Cinéma – Avec amour et acharnement (Claire Denis, 2022)
Au cinéma d’Oron les 10 et 11 septembre

Charlyne Genoud | Avec amour et acharnement brosse le portrait d’une histoire d’amour archétypale ancrée dans le présent, en floutant le passé qui l’a rendue possible. Un dérapage amoureux à voir au cinéma d’Oron.
Un revenant à l’écran
Sarah (Juliette Binoche) et Jean (Vincent Lindon) vivent une histoire d’amour plutôt idéale: ils se regardent, s’aiment, discutent, jouent et rigolent. Leur joyeux quotidien est enserré dans un petit appartement parisien qui vaut de décor principal du film.
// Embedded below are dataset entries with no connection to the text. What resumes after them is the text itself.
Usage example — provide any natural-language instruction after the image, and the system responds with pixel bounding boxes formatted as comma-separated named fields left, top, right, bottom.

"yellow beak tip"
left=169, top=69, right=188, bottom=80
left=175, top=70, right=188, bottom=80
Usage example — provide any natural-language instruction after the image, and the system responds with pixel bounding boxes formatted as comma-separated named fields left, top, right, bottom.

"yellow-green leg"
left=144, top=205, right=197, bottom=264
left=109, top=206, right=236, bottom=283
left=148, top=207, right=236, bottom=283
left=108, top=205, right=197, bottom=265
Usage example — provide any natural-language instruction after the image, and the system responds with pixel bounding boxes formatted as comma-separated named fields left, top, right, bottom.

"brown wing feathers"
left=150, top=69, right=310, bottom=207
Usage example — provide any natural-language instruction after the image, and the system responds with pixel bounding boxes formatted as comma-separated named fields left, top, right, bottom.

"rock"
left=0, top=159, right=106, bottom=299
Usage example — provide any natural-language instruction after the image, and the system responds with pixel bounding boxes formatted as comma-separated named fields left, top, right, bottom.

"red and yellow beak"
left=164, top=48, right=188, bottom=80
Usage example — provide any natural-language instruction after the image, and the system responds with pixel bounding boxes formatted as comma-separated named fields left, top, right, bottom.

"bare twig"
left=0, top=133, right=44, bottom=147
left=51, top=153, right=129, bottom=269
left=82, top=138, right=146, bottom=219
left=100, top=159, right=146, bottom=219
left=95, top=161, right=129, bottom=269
Assez rapidement, on saisit cependant que le passé de cette histoire est quelque peu plus compliqué que ce qu’il n’y parait. Le nom de François (Grégoire Colin) est évoqué : il est l’ex-compagnon de l’une et l’ancien collègue de l’autre. Ce fantôme du passé, qui a vraisemblablement permis au couple de se rencontrer, resurgit petit à petit dans leur quotidien sans dire un mot à l’écran, à l’image de son statut de revenant.
Passé délaissé
Du décor de cette histoire, quelques points de repère flous. Le passé de Sarah et Jean est évoqué, en des bribes qui laissent au public le droit d’imaginer et le devoir de compléter. Cette économie de la narration passée sert ainsi une histoire racontant un propos dense conjugué uniquement au présent. Le film couvre en effet une courte période, charnière pour la vie de Sarah et Jean. Le flou maintenu sur le passé est ainsi assez vite assimilé par le public comme une volonté du film, qui observe de près un présent en transition. Ce que le film ne donne pas, c’est ainsi une chronologie claire du passé sur laquelle s’expliquer ce qui advient. Ce que cela permet, c’est de se plonger dans les émotions chaotiques de Sarah, qui redécouvre sa passion pour un ancien amour. Parce que les choses ne s’expliquent pas causalement et linéairement, elles sont rendues dans leur aspect pulsionnel et incontrôlé. On la voit ainsi sombrer dans un double jeu insupportable et violent, et dans une manipulation de cet homme avec qui elle partageait jusqu’alors un amour qui semblait idéal.
Cadrer le dérapage
La dilution du passé permet ainsi de se fondre dans le présent jusqu’à ne plus chercher de raison à l’irrationnel : on observe ainsi simplement les déboires d’une situation chaotique. Pour mener à ce nœud, le présent doit être posé. La première partie du film ancre ainsi lentement ces personnages dans leurs quotidiens. En parallèle sont-ils ainsi montrés dans les soubresauts de leur quotidien, en des plans plutôt classiques. La situation dérape ainsi gentiment vers le carnage, qui quant à lui sera deviné au travers de plans serrés laissant entrevoir la vérité, des plans aussi rapides et puissants que les émotions débridées qu’ils représentent.